Peggy

CHAPTER THIRTY-FOUR

If Pops was the man in the apron, Peggy was the woman at the table.

Cigarette in one hand.

Canadian Mist and Diet Coke within reach.

Halfway through a story.

And if the room stopped paying attention, she had a solution for that too.

BANG.

Her hand would come down on the table hard enough to rattle the glasses.

Everybody would jump.

Then Peggy would continue her story as though nothing unusual had happened.

I sometimes wondered if the message was:

"Dammit, pay attention. The story isn't over yet."

Looking back, I think she simply believed a good story deserved an audience.

That was Peggy.

She had a presence about her.

Not loud.

Not demanding.

Just impossible to ignore once she decided something mattered.

The funny thing is that when I first met her, I wasn't paying attention to any of that.

I was focused on Elizabeth.

Like any man in love, I was trying to figure out whether I belonged.

Whether I would fit into her family.

Whether they would accept me.

I didn't have to wonder for long.

Peggy was the first person to say good things about me.

She told Elizabeth I was a good man.

She told the rest of the family too.

At the time, I don't think she realized how much that meant to me.

Maybe she simply spoke what she believed.

Maybe she saw something in me that I couldn't yet see in myself.

Whatever the reason, I never forgot it.

She welcomed me into the family from the very beginning.

Not because she had to.

Because she wanted to.

That kind of acceptance is a gift.

Peggy worked at a bank.

She was good with numbers.

Very good with numbers.

While Pops helped build power plants, Peggy helped keep things balanced.

Looking back, they made a good team.

He built things.

She organized them.

He was the dreamer.

She was the planner.

Together they built a life that seemed full of friends, family, and adventure.

They loved camping.

They loved fishing.

I remember hearing stories about trips to the Gulf.
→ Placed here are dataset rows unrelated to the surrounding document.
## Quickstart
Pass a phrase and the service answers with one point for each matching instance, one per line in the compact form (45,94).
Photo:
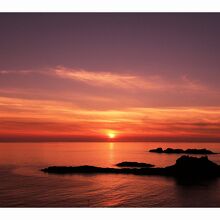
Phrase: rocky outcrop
(181,151)
(185,167)
(133,164)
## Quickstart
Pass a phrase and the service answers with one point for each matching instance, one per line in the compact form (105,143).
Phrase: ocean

The older I became, the more I realized they genuinely enjoyed life.

I have often thought there is something special about some second marriages.

People appreciate things differently.

The little moments matter more.

The simple things matter more.

Jay and Peggy seemed to understand that.

They danced.

They traveled.

They camped.

They spent time with friends.

They enjoyed the life they had built together.

One of my favorite memories of Peggy involves a cigarette.

Not because smoking was a good thing.

Because it was so completely Peggy.

She would stand in a camper cooking dinner with a cigarette hanging from her mouth and an ash that seemed to grow longer with every passing minute.

I would stare at it and wonder if it was ever going to fall.

Surely it had to.

Yet somehow it never seemed to.

At least not while I was watching.

Dinner always survived.

The ash somehow survived.

And Peggy carried on as though this was perfectly normal.

Years later I would understand smoking differently.

I had been a smoker myself.

I tried quitting many times.

Failed many times.

Then finally succeeded.

When people asked how, I explained my theory.

The hard part about quitting wasn't nicotine.

The hard part was learning to do nothing.

After dinner.

On a work break.

Standing outside.

The cigarette gave people something to do.

Quitting meant learning that sometimes it was okay to simply relax.

To do nothing at all.

I shared that idea with Peggy.

To my surprise, she listened.

Then one day she admitted I was right.

Not because she wanted to agree with me.

Because she understood.

And after a lifetime of smoking, Peggy quit.

I was incredibly proud of her.

Not because she proved my theory.

Because she did something extraordinarily difficult.

I only wish she had discovered that truth sooner.

Maybe quitting gave us a few extra months together.

Maybe it didn't.

I honestly don't know.

What I do know is that I loved talking to her.

If quitting gave us even one more conversation, then it was worth it.

Peggy wasn't perfect.

Neither was Pops.

None of us are.

What made her special was something much simpler.

She made people feel welcome.

She made people feel accepted.

She made people feel like family.

She certainly did that for me.

When Pops passed away, Peggy carried on as best she could.

But some couples spend so much of life together that it becomes difficult to imagine one without the other.

Nine months after Pops died, Peggy followed him.

Part of me was heartbroken.

Part of me wasn't surprised.

They had spent years building a life together.

A family.

A community.

A collection of memories that still make me smile.

Today, when I think about Peggy, I don't think about hospitals.

I don't think about illness.

I think about stories.

I think about campers.

I think about Canadian Mist and Diet Coke.

I think about impossible cigarette ashes.

And I think about a woman who saw the good in me before I saw it in myself.

That is how I choose to remember her.